Report request errors to gridscale

[twiebe]

To improve stability of our services, we need to identify issues and bottlenecks first.

In the past, when encountering issues in API reliability that were temporary in nature, we have implemented retry mechanisms into gsclient-go and the gridscale-terraform-plugin where applicable to improve the stability of the overall process. Also, underlying issues have been identified and, where possible, solved accordingly.

These retry mechanisms have the side-effect that, once in place, they mask underyling issues. To improve quality for everyone, we need to make them visible again.

This can be tackled from either the client or the server-side. For the latter, the APIs would provide metrics of request success. This does not make all issues visible though. In front of the actual APIs, there is an application server. In front of that, a web server. In front of that a reverse proxy. In front of that a firewall. In front of that a router. Etc. Issues in these layers, or the rolling deployment of the APIs itself, would not be visible in API-level metrics. Instead, we want our SDKs to report errors to us - with an opt-out functionality.

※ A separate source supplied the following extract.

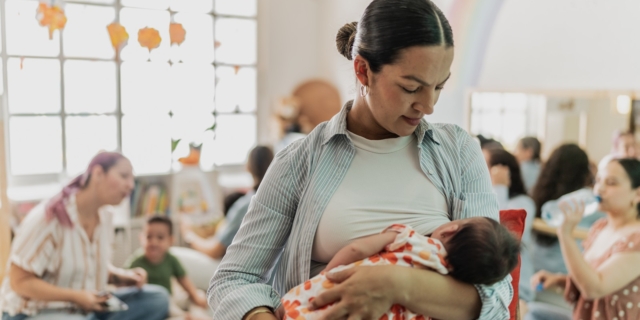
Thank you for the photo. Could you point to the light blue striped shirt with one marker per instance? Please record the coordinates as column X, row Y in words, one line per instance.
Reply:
column 285, row 212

gsclient-go has been selected as the first prototype - mainly, because it is used by terraform as well. Terraform, in return, makes use of higher concurrency than many other clients do and tends to trigger deficiencies in provisioning more efficiently.

The idea is to send these reports to a publically available sentry instance. Networking errors (connection reset f.e.) and provisioning errors (Storage creation error f.e.) alike. To investigate issues, I presume we need

• X-Request-Id, if available
• Error message/classifier
• Accessed resource type URL (f.e. /objects/servers) for aggregation
• Access method (GET, POST, PATCH, DELETE, etc) for aggregation
• Time

These reports shall also be sent when the requests is retried. They shall not block the SDK and, as such, shall send reports asynchronously. Users must be able to opt-out.

What are your thoughts?

[nvthongswansea]

I wonder if we should publish our sentry information (like connection info, etc.).

[bkircher]

What are your thoughts?

If the goal is to get backtraces from failed API requests I think it should happen on the server-side of the API not on the client-side. Reasons:

1. It is much simpler to implement. Adding Sentry to a couple of services on the backend can be done with only a few lines and can just be always on. Not much configuration handling needed. No opt-in/-out skirmish.
2. It is more accurate, since events can be sent more reliably as network conditions on the server-side are known. Also the information depth of the stack traces is much deeper (you would see where it failed, in what environment, et cetera). If you collect traces on the client you essentially just get the status code, a short error message, and maybe a request ID (that you still have to manually map to server-side collected traces).
3. It is safer for users. If we would add this to the clients we would have to provide users with a way to opt in or out. We would have to document why we are doing telemetry and what data is collected. I guess, we cannot guarantee with Sentry that there are no secrets included in the collected data and the potential that the data is personal data in the sense of GDPR would involve extra overhead on our side to clean-up those information on Sentry side before it is actually stored.

So really, tl;dr, if the goal is getting good traces on failed API requests, it is better done on server-side where requests are actually processed rather than client libraries or applications.